If you're genuinely encouraging non-writing backgrounds, why is the very first question demanding a pre-existing portfolio of polished writing samples?
Then you scroll further down. At the bottom of the form, there's a writing prompt. A spec piece. It's optional. You can opt out by typing "N/A."

Here’s the thing: if you actually wanted to welcome non-writers, the portfolio section would be optional, and the spec writing prompt, the thing that tests potential, would be mandatory.
Instead, this is just another way to favor people with traditional portfolios while giving yourself cover with a feel-good headline about inclusion.
This is what performative hiring looks like: claiming one thing, requiring another, and hoping no one reads between the lines.
The Bait-and-Switch That Wastes Everyone's Time
A friend of mine recently applied for a senior tech role. They aced the first interview.
They passed the technical screen. Things were moving fast.
And then came the switch.
The company told them they weren't qualified for the senior role after all, despite having cleared every hurdle they'd put in front of them. Instead, they offered a different position. Same technical responsibilities, lower title, and tens of thousands less in pay.
Why?
Because if they had advertised the role at what it actually pays, no one would have applied.
This is not a misunderstanding. This is deception baked into the hiring pipeline. Baiting candidates with a high-level title and salary, then swapping it out at the end for something cheaper.
This isn't just unethical. It's costly. It wastes the applicant's time, burns trust, and exposes the company as dishonest.
The Pattern Is the Point
These aren’t isolated incidents. They're two sides of the same coin: make the job look accessible or lucrative, then quietly shift the goalposts. Whether it's setting up a barrier to entry disguised as inclusion or disguising underpaid roles with inflated titles, the result is the same: candidates are misled.

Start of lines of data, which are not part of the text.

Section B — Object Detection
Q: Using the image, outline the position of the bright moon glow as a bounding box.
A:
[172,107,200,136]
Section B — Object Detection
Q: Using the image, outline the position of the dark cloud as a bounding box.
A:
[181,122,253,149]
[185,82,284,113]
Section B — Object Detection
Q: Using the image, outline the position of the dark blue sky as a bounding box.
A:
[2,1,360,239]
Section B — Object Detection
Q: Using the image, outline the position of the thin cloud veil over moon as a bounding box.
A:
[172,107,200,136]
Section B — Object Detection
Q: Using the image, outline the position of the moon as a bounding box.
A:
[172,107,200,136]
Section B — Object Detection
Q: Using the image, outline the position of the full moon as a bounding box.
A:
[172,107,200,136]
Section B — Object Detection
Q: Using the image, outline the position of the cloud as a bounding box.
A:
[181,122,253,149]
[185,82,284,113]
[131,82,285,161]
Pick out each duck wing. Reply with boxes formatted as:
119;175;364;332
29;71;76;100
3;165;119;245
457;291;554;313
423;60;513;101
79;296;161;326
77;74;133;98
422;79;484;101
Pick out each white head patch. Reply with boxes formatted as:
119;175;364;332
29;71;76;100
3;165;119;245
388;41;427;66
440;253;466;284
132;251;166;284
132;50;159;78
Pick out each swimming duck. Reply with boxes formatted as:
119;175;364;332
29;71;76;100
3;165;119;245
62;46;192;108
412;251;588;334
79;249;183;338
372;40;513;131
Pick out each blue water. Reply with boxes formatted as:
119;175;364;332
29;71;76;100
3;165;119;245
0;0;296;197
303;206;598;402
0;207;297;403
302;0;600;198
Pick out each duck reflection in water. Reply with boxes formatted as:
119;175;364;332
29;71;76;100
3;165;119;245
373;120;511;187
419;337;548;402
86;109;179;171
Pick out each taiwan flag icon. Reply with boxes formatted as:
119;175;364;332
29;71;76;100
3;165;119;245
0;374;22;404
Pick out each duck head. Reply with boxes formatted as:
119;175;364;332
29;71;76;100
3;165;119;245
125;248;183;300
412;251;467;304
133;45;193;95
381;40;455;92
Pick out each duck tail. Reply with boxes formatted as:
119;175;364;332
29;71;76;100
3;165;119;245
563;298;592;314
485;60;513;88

If companies want to build trust, the fix isn’t hard:
Say what you mean.
Mean what you say.
And stop wasting everyone's damn time.
We go into this dynamic in another Medium article, "AI in Hiring: Rules for Thee But Not for Me" where I write:
The Performance of Professional Desperation People need work to survive. To eat. To pay rent. But heaven forbid you look like you need the job. The hiring world demands a twisted performance: show enthusiasm, but not need. Be confident, but not overbearing. Be available, but not too available. Follow up once, not twice. Show effort, but not too much — or you’ll come off as “desperate. ”Not enough? “Not a culture fit.” It’s not about qualifications — it’s about optics. Say the right things, smile at the right moments, follow the unwritten rules. But never need the job too much.

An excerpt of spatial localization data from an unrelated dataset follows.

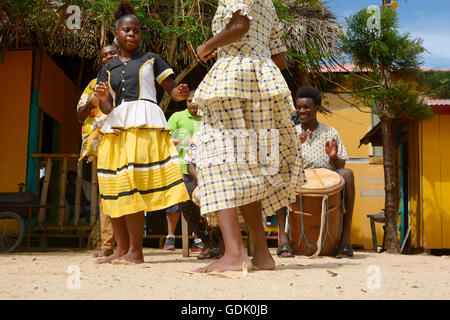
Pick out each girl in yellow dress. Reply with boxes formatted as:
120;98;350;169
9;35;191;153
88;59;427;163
94;2;190;264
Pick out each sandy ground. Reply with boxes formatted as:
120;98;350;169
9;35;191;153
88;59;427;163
0;248;449;300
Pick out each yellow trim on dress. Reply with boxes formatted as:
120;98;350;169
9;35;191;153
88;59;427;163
100;125;170;135
156;69;174;84
107;70;116;108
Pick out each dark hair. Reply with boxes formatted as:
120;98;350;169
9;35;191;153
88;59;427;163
114;2;139;30
295;85;322;106
101;44;119;53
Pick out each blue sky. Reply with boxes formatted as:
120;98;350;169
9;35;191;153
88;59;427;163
326;0;450;68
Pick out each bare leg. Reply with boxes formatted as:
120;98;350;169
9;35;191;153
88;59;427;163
167;212;180;236
338;169;355;247
118;211;145;264
193;208;252;273
95;216;129;264
240;202;275;270
275;207;294;257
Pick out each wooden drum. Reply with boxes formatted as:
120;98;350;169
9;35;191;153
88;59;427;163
288;168;345;257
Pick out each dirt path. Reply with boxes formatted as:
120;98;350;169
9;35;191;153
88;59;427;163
1;248;449;300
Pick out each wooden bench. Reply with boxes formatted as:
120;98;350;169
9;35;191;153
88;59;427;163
367;212;385;252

This isn’t an interview anymore. It’s a jester performance.
Hiring has become theater. And at this point, a lot of us are done playing the part.
A Case for Paying People What They're Worth
A friend recently brought this up (paraphrased), and they’re absolutely right:
After seeing job postings in IT offering laughably low wages—like $23/hour for network engineering roles—it’s clear some companies have completely lost touch with economic reality. Here's the problem: if someone needs to work two or three jobs just to afford rent and food, they won't have the time or energy to keep learning, upskilling, or innovating. That stifles growth—for them and for you. You might think you're saving money in the short term. But underpaying talent creates instability. Workers jump ship the second they find something better—and they should. If you paid people in line with their skills and responsibilities, you'd foster loyalty, performance, and long-term value. Recognize what people bring to the table, and they’ll actually stick around to build something with you.
Companies want loyalty. They want to be your only job. They expect open availability, 10+ years of experience, full commitment—and yet they’re not willing to pay a wage that reflects any of that.
You can’t demand career-level dedication while offering starter pay—or worse, wages that don’t even cover basic survival, forcing people to take on multiple jobs just to get by.